On Storytelling: Poetry at St Paul’s Cathedral

I’ve been thinking a lot about storytelling these past couple of weeks.

Such intense contemplations have most probably been sparked by a period of intense reading (induced by holidays and extended commutes), my day-to-day work and, most recently, a Monday night visit to St. Paul’s Cathedral to listen to some poetry.

Firstly, some context: I really do consider myself extremely lucky to have found myself a career which I truly love. As a profession, media often flies under the radar: it’s the industry you don’t know exists until you find yourself immersed within in. It’s fun, fast-paced and extremely indulgent. But as someone who spent my younger years contemplating political science and communications theory, running as far away from numbers and maths as I could, to find myself spending upwards of 8 hours a day buried in spreadsheets is a huge departure from my 17-year-old life goal to be editor of Vogue or the next J.K Rowling.

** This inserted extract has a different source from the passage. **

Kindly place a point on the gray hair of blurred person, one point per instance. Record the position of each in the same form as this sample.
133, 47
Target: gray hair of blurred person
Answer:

But this week, I’ve had a bit of an epiphany: turns out old storytelling habits die hard. I certainly don’t have the measured eloquence of the thoughtful and charming poets I had the pleasure of listening to earlier this week but storytelling still permeates most (if not all) aspects of my life. Most literally, this manifests in the form of this blog, my relatively new-found love of photography and my journal. However, it’s also present in the form of media strategies, endless emails, post campaign reporting and creative best practice presentations. Not to mention, the countless media buzzwords laden with ambiguity which have a pesky habit of tumbling out of my mouth daily.

So whilst it’s decidedly more data driven than I had anticipated and perhaps, on the surface, less culturally significant, it’s still something.

And though perhaps what I took most out of the poetry evening at St. Paul’s was probably off on more of a tangent than anticipated, a renewed appreciation for storytelling – even its most basic form – certainly doesn’t feel like a bad thing.